Editor and translator
- with Herbert Helbig: Urkunden und erzählende Quellen zur deutschen Ostsiedlung im Mittelalter. Darmstadt 1968.
- Quellen zur deutschen Verfassungs-, Wirtschafts- und Sozialgeschichte bis 1250 (= Ausgewählte Quellen zur deutschen Geschichte des Mittelalters. vol 32). Wissenschaftliche Buchgesellschaft, Darmstadt 1977, ISBN 3-534-01958-X.
- Toleranz und Brüderlichkeit: 30 Jahre Gesellschaft für Christlich-Jüdische Zusammenarbeit in Berlin. Berlin, Gesellschaft für Christlich-Jüdische Zusammenarbeit 1979.
- Quellen zur Verfassungsgeschichte des Römisch-Deutschen Reiches im Spätmittelalter (1250–1500). Freiherr-vom-Stein-Gedächtnisausgabe 33, Darmstadt 1983, ISBN 3-534-06863-7.
- Pfarrkirche und Gemeinde Mater Dolorosa Berlin-Lankwitz 1912–1987, Berlin 1987.
- with Jürgen Miethke: Quellen zur Kirchenreform im Zeitalter der großen Konzilien des 15. Jahrhunderts. Erster Teil: Die Konzilien von Pisa (1409) und Konstanz (1414–1418). Darmstadt 1995. ISBN 978-3-534-06876-0
- Quellen zur Reichsreform im Spätmittelalter. Ausgewählte Quellen zur deutschen Geschichte des Mittelalters. vol. 39. Wissenschaftliche Buchgesellschaft, Darmstadt 2001, ISBN 3-534-06877-7.

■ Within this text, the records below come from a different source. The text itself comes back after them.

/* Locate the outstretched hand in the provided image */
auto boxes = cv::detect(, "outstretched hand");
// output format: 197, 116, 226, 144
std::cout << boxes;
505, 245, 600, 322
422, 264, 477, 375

- Heiligenleben zur deutsch-slawischen Geschichte. Adalbert von Prag und Otto von Bamberg. Ausgewählte Quellen zur deutschen Geschichte des Mittelalters. vol. 23. Wissenschaftliche Buchgesellschaft, Darmstadt 2005, ISBN 3-534-01422-7.

Essays
- Laurentius-Verehrung in Ottonischer Zeit. In: Jahrbuch für die Geschichte Mittel- und Ostdeutschlands, vol. 21. 1972.

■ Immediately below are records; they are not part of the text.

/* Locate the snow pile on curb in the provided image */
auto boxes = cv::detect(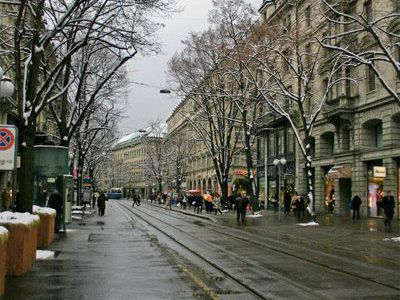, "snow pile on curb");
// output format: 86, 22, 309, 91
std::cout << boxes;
32, 205, 56, 216
0, 226, 9, 246
36, 250, 55, 260
247, 211, 262, 218
383, 236, 400, 242
0, 211, 40, 227
297, 221, 319, 227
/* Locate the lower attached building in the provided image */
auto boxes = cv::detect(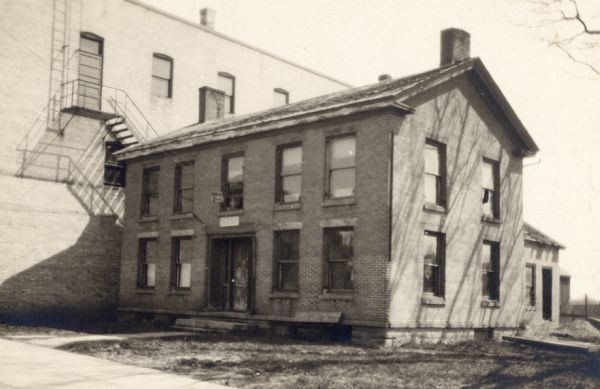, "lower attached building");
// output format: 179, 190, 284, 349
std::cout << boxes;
117, 30, 552, 342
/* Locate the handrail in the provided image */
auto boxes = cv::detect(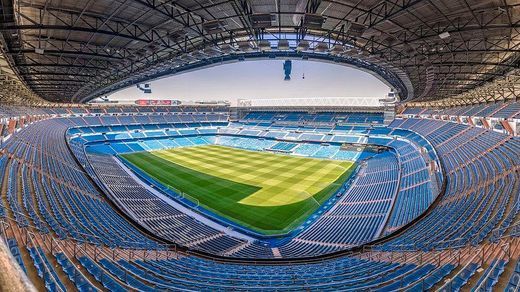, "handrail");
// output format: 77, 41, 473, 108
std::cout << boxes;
437, 248, 482, 291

- Der Slawenaufstand von 983 in der Darstellung des Bischofs Thietmar von Merseburg. In: Dieter Berg, Hans-Werner Goetz (eds.): Historiographia Mediaevalis. Studien zur Geschichtsschreibung und Quellenkunde des Mittelalters. Festschrift für Franz-Josef Schmale zum 65. Geburtstag. Wissenschaftliche Buchgesellschaft, Darmstadt 1988, pp. 77–87.